The thing about being a (travel) writer is that we’re often writing about places we’ve only really just passed through.
I thought about this a couple weeks ago as I sat at The Barnard Inn in Vermont, eating so-tender-I-could-cry pot roast and talking with Francisco and our new friend, Sara, about our 36 hours in Pittsfield.
We were working on this article about what makes hotels “green,” and we’d spent two nights at Mountain View Grand Resort in Whitefield, New Hampshire, and two nights at Amee Farm in Pittsfield, Vermont, both of which promote themselves as environmentally conscious beyond the norm.
I’m the first to admit that 48 hours anywhere doesn’t make anyone an expert, and I was saying as much to Francisco and Sara. “I have a lot of questions,” I said to Sara. I talked for a bit about what we’d seen and heard in New Hampshire and Vermont, and the ideas I was beginning to formulate as a result. It seemed that there was an active, passionate “back to the land” movement. A divisiveness about alternative energy: the acknowledgment that it’s needed, but the worries that the most promising options–wind turbines–will also mar the landscape. There was a just barely noticeable tension among locals toward and about “outsiders.” “I don’t exactly know what I’m going to write,” I concluded.
After coming home and mapping out some story ideas, I’m only slightly more clear about what I intend to write, and I’m acutely aware of how much I don’t know. Yes, I could (and should and have and will) do more desk research, but I’ve been left with a slightly uneasy feeling regarding writing about places we’ve just passed through.
My traveling style is to go long and to dive deep.
If you wanted to get into a pissing contest with me about how many countries or places we’ve visited, you’d probably win, and that’s just fine by me. For the most part, I’m not a whirlwind kind of traveler. I need to know what the name of the local newspaper is. What sounds characterize a place. How people live and what they think about, what they care about. I want to know what moves people in a place to action or holds them in inertia. I want to know how history influences the present, how people view their future. What subjects are kept secret, what stories don’t yet have voice.
It’s hard to get more than the most superficial handle on any of that in 48 hours and even the most thorough desk research will fail to convey all these things. There’s something about becoming a part of a community for a while that gives you a greater stake, that gives you access and understanding.
I’m aware of this in my own work, and I’m attuned to it now in other writers as well. Yes, there are different types–many different types–of travel writing, and not all of them require deep knowledge of a place. But there are, I think, very particular perils and problems when we write about places we’re only passing through, problems of power and privilege that must be examined.

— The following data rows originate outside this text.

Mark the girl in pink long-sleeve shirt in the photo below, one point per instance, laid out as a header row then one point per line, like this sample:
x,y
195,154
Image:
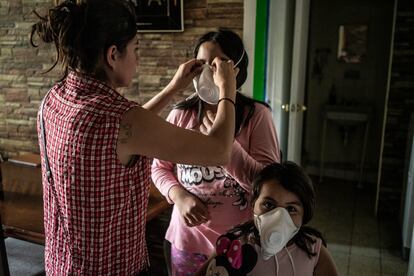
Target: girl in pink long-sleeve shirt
x,y
210,200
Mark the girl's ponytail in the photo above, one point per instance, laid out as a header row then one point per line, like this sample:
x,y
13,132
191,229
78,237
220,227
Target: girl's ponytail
x,y
63,26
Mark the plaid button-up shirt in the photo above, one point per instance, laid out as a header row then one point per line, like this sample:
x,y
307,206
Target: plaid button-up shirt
x,y
95,225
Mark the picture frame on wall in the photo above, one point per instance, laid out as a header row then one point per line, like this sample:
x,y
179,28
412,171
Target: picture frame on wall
x,y
159,15
352,43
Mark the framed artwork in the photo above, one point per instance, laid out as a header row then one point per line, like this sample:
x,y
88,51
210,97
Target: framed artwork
x,y
352,43
159,15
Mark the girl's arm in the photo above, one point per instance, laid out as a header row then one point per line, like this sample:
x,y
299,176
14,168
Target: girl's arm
x,y
203,269
192,210
185,73
263,147
326,265
143,132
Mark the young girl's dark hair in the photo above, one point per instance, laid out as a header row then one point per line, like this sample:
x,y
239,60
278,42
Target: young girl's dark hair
x,y
232,46
82,32
294,179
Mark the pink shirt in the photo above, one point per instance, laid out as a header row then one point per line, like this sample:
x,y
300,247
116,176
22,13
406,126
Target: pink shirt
x,y
225,190
304,266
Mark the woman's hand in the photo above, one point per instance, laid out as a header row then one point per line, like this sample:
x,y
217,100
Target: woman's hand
x,y
185,74
192,210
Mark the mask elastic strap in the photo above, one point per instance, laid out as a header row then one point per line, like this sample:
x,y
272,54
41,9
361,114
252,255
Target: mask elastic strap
x,y
237,63
291,261
277,266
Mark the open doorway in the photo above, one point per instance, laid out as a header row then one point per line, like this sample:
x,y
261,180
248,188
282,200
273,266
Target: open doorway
x,y
346,82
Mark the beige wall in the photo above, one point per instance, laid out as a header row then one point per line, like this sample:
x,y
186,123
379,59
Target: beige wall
x,y
23,85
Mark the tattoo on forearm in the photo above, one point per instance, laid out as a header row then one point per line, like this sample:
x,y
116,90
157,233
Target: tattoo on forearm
x,y
126,133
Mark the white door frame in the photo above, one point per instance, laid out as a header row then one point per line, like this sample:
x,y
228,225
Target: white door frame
x,y
278,70
298,81
279,54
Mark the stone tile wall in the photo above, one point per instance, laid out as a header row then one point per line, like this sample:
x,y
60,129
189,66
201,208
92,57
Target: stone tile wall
x,y
23,83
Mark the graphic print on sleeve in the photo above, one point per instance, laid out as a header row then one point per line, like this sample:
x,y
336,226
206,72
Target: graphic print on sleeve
x,y
212,185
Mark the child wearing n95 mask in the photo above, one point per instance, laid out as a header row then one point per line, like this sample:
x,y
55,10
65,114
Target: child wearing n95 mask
x,y
277,240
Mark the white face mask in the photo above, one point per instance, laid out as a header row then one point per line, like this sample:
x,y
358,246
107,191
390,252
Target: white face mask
x,y
276,228
204,84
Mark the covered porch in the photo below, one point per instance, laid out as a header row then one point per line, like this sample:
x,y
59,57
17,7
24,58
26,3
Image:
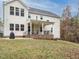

As writers, our particular power is our audience– the readers who believe what we write and consider it to be the truth… not a version of the truth (or, in some egregious but not, sadly, uncommon cases, inaccurate or flat out wrong), but The Truth. We take them to places they can’t or won’t go, where they haven’t been, that they didn’t even know about. If there is an onus on the reader to be critical (and I believe there is), there is also an onus on the writer to be critical, too. That critical ability is conveyed, at least in part, by the acknowledgment that we are writing about a place that we were only passing through.
Such an acknowledgment does not take the form, necessarily, of an asterisk followed by the disclaimer: “I only spent 48 hours in this place,” though it might. But there are other subtle and important ways that we can convey that the conclusions to which we have come reflect our opinions, our impressions, our view as outsiders.
There is a certain privilege in writing, and in travel writing, I think that privilege is still more powerful and more profound. Just as we are taking readers where they haven’t been, we are telling stories of people who, in many cases, cannot do so themselves–maybe because they don’t have the platform, perhaps because they don’t have the interest, who knows? But there is a responsibility in carrying others’ stories, and even in a basic service or destination article, I don’t think we should ever overlook that responsibility.